Let me suggest: Fedora. It's a solid distro that makes some good decisions, doesn't require a huge amount of effort (unless an update bricks it but it's been a long time since that happened), and can be further customized if needed.
All distros are exactly the same. Theres no such thing as a "distro for experienced users". With that said, just do a minimal install of (pretty much anything you want).
Different distros have different limitations and advantages but there are usually good reasons for these things. For example, Debian strives for stability, but that also means fairly old packages. Some other distro might not have a very wide selection of apps in the repos, but it might have some other areas where it excels. As long as you agree with these sorts of design decisions, it should be a good distro for you.
You don't even have to like the default DE or any other package related decision that comes with the default image.
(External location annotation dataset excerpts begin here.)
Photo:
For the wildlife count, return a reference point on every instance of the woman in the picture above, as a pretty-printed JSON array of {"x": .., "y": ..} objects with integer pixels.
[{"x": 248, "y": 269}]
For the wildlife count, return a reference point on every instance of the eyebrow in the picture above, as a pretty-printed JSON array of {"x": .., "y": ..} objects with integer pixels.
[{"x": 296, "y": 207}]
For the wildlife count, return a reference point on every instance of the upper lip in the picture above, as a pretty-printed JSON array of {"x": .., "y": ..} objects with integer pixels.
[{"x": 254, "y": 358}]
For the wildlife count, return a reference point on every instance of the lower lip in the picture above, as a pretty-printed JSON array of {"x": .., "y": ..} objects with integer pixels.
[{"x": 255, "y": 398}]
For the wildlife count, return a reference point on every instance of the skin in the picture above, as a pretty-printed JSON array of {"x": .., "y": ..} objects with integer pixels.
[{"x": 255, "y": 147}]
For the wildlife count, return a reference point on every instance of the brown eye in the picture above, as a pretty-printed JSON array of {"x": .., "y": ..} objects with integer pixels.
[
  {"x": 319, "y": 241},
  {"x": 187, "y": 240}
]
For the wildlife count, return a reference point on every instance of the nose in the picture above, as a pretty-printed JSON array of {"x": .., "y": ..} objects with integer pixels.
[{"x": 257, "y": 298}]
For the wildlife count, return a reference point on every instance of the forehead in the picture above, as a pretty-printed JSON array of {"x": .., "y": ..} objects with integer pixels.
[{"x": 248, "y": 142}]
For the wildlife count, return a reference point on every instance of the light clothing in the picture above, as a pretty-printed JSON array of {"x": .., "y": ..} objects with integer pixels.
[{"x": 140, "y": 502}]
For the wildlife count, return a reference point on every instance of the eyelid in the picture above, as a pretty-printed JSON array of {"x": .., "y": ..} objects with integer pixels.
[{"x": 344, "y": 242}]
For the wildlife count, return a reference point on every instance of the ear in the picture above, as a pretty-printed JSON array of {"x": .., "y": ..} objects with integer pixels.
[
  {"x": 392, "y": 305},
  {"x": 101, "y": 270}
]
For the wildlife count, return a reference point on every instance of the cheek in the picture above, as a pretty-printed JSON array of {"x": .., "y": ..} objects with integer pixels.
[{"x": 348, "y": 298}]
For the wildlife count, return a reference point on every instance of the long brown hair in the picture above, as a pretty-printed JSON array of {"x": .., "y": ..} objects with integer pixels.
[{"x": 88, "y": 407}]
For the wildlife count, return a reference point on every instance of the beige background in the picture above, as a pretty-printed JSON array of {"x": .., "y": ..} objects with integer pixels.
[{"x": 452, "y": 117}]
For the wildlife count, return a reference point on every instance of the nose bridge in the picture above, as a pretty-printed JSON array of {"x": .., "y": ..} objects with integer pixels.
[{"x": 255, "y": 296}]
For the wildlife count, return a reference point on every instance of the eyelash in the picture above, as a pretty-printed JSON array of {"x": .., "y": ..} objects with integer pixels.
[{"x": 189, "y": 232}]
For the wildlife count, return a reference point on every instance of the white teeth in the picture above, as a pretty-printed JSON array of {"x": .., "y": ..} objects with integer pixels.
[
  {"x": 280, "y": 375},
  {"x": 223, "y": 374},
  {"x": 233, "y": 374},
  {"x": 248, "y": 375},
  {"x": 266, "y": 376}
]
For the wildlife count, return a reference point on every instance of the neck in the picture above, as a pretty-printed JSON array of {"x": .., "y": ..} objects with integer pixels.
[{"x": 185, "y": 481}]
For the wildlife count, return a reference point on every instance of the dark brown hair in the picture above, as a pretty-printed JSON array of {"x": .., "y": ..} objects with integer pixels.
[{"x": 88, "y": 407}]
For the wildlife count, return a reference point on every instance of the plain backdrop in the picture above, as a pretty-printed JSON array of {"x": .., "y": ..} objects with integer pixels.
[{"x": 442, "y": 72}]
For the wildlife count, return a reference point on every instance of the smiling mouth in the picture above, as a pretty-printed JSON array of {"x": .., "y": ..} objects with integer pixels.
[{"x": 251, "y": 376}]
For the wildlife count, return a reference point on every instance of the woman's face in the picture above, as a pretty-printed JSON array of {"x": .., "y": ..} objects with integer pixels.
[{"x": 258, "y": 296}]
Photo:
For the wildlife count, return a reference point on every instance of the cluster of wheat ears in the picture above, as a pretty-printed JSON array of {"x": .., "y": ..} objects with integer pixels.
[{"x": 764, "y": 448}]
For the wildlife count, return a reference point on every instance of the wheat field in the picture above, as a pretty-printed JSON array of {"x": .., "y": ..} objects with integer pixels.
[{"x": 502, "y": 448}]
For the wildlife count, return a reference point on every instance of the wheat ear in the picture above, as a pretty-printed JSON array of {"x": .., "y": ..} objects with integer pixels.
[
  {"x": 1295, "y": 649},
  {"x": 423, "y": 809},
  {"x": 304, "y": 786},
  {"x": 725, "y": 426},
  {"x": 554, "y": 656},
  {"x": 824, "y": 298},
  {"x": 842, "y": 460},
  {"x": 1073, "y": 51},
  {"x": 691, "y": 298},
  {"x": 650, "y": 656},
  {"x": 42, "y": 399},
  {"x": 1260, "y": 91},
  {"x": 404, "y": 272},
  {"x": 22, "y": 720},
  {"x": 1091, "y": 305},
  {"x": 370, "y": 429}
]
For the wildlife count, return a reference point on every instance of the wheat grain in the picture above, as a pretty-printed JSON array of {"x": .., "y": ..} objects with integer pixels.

Maybe there's a bare bones image that allows you to build your OS which ever way you like, and install only the packages you really need. in this regard, every distribution can be made more or less similar, but your decisions won't change what is or isn't in the repositories or how the devs make their decisions.
For a lot of people, the default image is the one they'll use. In that regard, every distribution is different, but can still be made similar if you put the time and effort into it. Some people prefer to have this and that preinstalled, while other people want something else to work out of the box. With these sorts of decisions in mind, there are huge differences between distros.
It takes very little effort to maintain a debian system with fresher packages. stable is not the only release nor the only mechanism for running newer versions of software.